ROC curve of Algo-CS. Solid blue line: ROC curve; dotted blue line: 95% confidence interval.
Figure 5.

ROC curve for Algo-PP. Solid blue line: ROC curve; dotted blue line: 95% confidence interval.
Figure 6.

ROC curve of Algo-CSPP. Solid blue line: ROC curve; dotted blue line: 95% confidence interval.
Table 4.
Criterion values and coordinates of the algorithm ROC curve.

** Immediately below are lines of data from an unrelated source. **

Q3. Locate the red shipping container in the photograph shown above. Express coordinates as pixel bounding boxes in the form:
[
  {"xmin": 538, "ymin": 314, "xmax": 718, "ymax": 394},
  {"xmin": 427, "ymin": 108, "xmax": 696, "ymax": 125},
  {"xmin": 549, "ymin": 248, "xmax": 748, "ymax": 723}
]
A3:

| Algorithm | AUC | 95%CI | Sensitivity | 95%CI | Specificity | 95%CI | Youden Index J | P | Z statistic |
|---|---|---|---|---|---|---|---|---|---|
| Cough Sound (CS) | 0.826 | 0.777–0.867 | 83.57% | 76.4–89.3 | 81.53% | 74.6–87.3 | 0.6510 | <0.001 | 14.731 |
| Physiological Parameters (PP) | 0.680 | 0.623–0.732 | 37.86% | 29.8–46.4 | 98.09% | 94.5–99.6 | 0.3595 | <0.001 | 8.443 |
| CSPP | 0.859 | 0.815–0.897 | 81.43% | 74.0–87.5 | 90.45% | 84.7–94.6 | 0.7187 | <0.001 | 17.738 |
Discussion
Without medical training, PI is not easily recognizable merely from symptoms and intermittent measurement of body temperature. Wearable microsensors provide a convenient way of continuously detecting many physiological alterations besides cough or fever, such as heart rate, respiratory rate, oxygen saturation, and so on, that may indicate active PI. To the best of our knowledge, this is the first prospective study in China to differentiate adult PI patients and healthy controls based on data from smartwatch. The study provides new insights for the early identification of PI and lays a certain practical foundation for large-scale screening of PI among users of wearable devices.
Primary outcome
In our study, the physiological parameters of cough sound, heart rate, HRV, respiratory rate, oxygen saturation, respiratory rate, and body temperature were monitored to detect possible PI. We used physiological data collected at night and at a single point during the day to establish and verify the screening algorithmic model. The model achieved 85.9% accuracy, 81.43% sensitivity, and 90.45% specificity, which indicates that this approach was effective at screening for PI and holds promise for large-scale screening of PI. Compared to a childhood pneumonia algorithm, 15 our algorithm exhibited lower efficacy for recognizing PI. This decreased efficacy was unsurprising, given the anatomical distinctions between the respiratory systems of children and adults. Children's lungs have shorter, narrower airways, and the transmission of cough sounds is more direct than in adults. Additionally, due to their smaller lung volume and high oxygen consumption, children exhibit a shallower, faster breathing pattern and rapid oxygen desaturation.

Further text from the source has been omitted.